News Orgs Can't Take Battle Over Tweet To Appellate Court

A federal appellate panel in New York has rejected news organizations' request to immediately decide whether embedding a tweet in a news article can infringe copyright.

The decision, issued by a three-judge panel of the 2nd Circuit Court of Appeals, means that Time, Gannett and other organizations must continue to face a lawsuit accusing them of infringing copyright by embedding a tweet that contained a photo of New England Patriots quarterback Tom Brady. The appellate judges' short order, issued Tuesday, said only that an immediate appeal was "unwarranted."

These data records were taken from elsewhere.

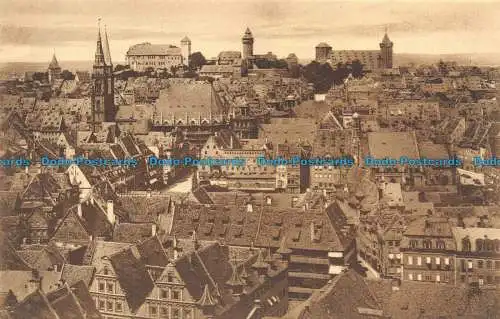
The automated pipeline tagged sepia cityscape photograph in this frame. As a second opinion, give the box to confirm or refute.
[0,0,500,319]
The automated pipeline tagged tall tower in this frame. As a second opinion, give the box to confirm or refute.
[47,52,61,83]
[241,28,253,60]
[380,29,393,69]
[181,37,191,66]
[92,23,116,131]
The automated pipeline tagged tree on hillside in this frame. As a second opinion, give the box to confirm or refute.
[189,52,207,70]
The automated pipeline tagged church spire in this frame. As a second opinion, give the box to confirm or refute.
[103,25,113,66]
[94,18,106,66]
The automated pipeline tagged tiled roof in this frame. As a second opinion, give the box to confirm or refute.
[368,132,419,159]
[127,42,181,55]
[0,270,61,301]
[113,223,153,243]
[47,285,86,319]
[69,281,102,319]
[259,118,318,144]
[12,290,60,319]
[294,270,382,319]
[17,246,65,271]
[0,234,31,270]
[136,236,168,267]
[367,280,500,319]
[172,198,348,251]
[110,248,154,312]
[61,264,95,287]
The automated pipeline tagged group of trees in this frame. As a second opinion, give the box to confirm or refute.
[32,70,75,82]
[302,60,364,93]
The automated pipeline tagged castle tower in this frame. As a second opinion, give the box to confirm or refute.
[47,52,61,83]
[241,28,254,60]
[91,20,116,131]
[380,30,393,69]
[315,42,332,63]
[181,37,191,66]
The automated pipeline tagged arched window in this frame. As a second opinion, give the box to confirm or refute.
[436,239,446,249]
[462,237,471,251]
[476,238,484,251]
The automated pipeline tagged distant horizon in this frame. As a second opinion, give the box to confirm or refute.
[0,0,500,62]
[0,49,500,69]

The high-profile copyright battle, which has drawn the attention of outside media organizations and digital rights groups, centers on a July 2016 photo of Brady taken by photographer Justin Goldman. Goldman uploaded the picture to Snapchat, following which other users posted the photo to Twitter. After the photo appeared on Twitter, news sites -- including those operated by Time, Gannett, Breitbart and Yahoo -- embedded the tweet in articles.

Goldman then sued the news companies for alleged copyright infringement. The publishers asked U.S. District Court Judge Katherine Forrest in New York to dismiss the lawsuit, arguing that they didn't "display" Goldman's photo for purposes of copyright law, because the embedded images were hosted on Twitter's servers.

Earlier this year, Forrest rejected the publishers' argument, described in court papers as the "server test." She ruled that the location of the server hosting an image doesn't determine whether its display on a news site infringes copyright.

The news organizations then sought to immediately appeal that ruling to the 2nd Circuit Court of Appeals. That request was supported by groups including the News Media Alliance, Association of Magazine Media, Scripps Company, Electronic Frontier Foundation and Public Knowledge, which argued that the ruling was creating "substantial uncertainty" for media organizations and journalists.

Forrest's ruling "was met with widespread consternation because if it is indeed the law, then media organizations, social media platforms and Internet users must now substantially alter the ways in which they display content online," the groups wrote in court papers.

The publishers and their supporters argued that Forrest's ruling went against an 11-year-old decision by the California-based 9th Circuit Court of Appeals. In that matter, which involved a dispute between adult entertainment company Perfect 10 and Google, the court ruled that Google didn't infringe copyright by creating in-line links to outside pages that contained unlicensed photos. Those in-line links allowed users to view the photos without leaving Google, but the images themselves remained on outside companies' servers. The decision in that case hinged on the fact that the infringing images were not stored on Google's servers.

The news publishers could still ultimately prevail in the lawsuit. Forrest noted in the original ruling that the news organizations might be able to argue that they made fair use of the image, and that the photographer may have effectively placed the photo in the public domain by posting it to Snapchat.